The case for BAE Systems
BAE Systems stock price surged in 2022 as the war in Ukraine led to robust demand for its products. In the past few months, countries in Europe and the United States have committed to boost their defence spending to counter rising threats from Russia and China.
The company order book grew to £18 billion in the first half of the year from £10 billion in the same period in 2021. In the same period, the company’s sales jumped to £10.6 billion while the underlying EBIT rose to £1.1 billion.
BAE stock main catalyst is that defence spending will continue rising even as the cost of doing business eases. Inflation data published this week showed that consumer and producer prices have been falling in the past few months.
The company will benefit because of its strong market share in electronic warfare and maritime categories that are set to do well. Consider the statement below from the head of its digital intellifence business.

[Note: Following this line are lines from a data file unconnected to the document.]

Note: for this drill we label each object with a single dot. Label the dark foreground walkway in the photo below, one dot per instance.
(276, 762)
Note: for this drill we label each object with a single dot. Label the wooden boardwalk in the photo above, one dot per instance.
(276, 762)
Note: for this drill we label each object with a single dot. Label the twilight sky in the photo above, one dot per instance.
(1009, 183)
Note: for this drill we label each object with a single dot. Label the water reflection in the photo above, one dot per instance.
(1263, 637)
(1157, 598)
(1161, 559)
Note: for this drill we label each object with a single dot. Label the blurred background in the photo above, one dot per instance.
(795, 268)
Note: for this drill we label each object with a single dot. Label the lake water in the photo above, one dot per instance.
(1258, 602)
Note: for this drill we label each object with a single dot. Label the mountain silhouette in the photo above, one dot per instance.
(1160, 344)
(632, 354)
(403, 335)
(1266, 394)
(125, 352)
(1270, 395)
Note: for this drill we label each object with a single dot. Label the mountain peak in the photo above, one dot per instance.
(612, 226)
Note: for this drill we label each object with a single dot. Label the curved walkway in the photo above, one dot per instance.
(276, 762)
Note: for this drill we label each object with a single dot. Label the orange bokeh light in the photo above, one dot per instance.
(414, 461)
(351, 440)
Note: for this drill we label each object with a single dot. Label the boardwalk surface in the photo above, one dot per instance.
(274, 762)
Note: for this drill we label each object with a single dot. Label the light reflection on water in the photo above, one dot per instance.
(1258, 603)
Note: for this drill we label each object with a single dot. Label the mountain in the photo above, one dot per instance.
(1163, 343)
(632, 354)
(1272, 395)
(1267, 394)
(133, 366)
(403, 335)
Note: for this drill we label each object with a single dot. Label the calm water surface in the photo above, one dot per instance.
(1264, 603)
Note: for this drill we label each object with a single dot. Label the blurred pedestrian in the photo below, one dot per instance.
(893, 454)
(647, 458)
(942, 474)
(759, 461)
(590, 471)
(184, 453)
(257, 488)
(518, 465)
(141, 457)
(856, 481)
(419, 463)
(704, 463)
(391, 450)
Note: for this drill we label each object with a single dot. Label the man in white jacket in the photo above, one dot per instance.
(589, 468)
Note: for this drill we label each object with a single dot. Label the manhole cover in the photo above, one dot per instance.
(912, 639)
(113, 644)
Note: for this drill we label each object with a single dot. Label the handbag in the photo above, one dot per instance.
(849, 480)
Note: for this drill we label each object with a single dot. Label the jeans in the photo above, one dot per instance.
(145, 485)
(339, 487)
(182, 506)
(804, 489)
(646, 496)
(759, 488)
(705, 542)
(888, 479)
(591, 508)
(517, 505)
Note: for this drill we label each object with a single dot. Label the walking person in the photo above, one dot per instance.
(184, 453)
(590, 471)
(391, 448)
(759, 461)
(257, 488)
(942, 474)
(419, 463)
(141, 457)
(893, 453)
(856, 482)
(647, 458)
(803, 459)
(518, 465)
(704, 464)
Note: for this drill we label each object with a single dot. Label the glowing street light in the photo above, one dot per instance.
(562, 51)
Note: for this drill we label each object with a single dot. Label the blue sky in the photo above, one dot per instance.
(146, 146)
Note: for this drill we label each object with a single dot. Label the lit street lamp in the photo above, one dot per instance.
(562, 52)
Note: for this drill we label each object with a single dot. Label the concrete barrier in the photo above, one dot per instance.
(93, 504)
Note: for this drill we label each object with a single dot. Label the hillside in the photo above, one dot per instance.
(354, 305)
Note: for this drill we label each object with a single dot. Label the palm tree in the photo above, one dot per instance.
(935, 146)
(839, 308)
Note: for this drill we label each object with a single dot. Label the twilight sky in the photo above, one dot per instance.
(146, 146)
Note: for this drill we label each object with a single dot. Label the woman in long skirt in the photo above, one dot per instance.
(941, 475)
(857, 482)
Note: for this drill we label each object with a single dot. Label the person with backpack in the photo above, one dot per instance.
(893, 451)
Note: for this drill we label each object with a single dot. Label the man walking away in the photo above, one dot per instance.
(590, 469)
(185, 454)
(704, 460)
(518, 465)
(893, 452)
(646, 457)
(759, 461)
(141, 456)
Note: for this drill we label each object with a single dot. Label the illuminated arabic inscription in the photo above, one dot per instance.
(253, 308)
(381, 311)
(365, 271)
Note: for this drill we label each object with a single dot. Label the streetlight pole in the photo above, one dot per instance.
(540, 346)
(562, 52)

“Space in simple terms is sensors and communication systems. No one can challenge BAE about its ability to put sensors on warships, on fighter jet aircraft and other land-based platforms, integrate them and turn them into a solution.”
The case for Rolls-Royce
Like BAE Systems, Rolls-Royce Holdings is a key player in the defence industry, where it manufactures several products. Its engines power some of the most powerful defence aircraft in the industry.
However, Rolls-Royce makes most of its money in the civil aviation industry. It both manufactures engines for private jets and wide-body planes. Most importantly, the company provides long-term services to these engines. As such, it makes more money the more its planes fly.
There are several reasons why Rolls-Royce share price could rebound. First, the company has become severely undervalued because of its slow recovery. Second, the aviation industry, particularly in China, will likely stage a comeback in 2023. Further, like BAE, the company is a major player in defence and energy businesses.
Rolls-Royce vs BAE Systems
To a large extent, BAE Systems seems like the better investment because of its strong and safe dividend. Rolls-Royce has none. However, I feel like Rolls Royce is the better buy as its business is set to recover. The firm has also reduced its costs, sold the underperforming businesses, and it will benefit s China recovers. Also, I believe that BAE business potential gains have already been priced in the stock price.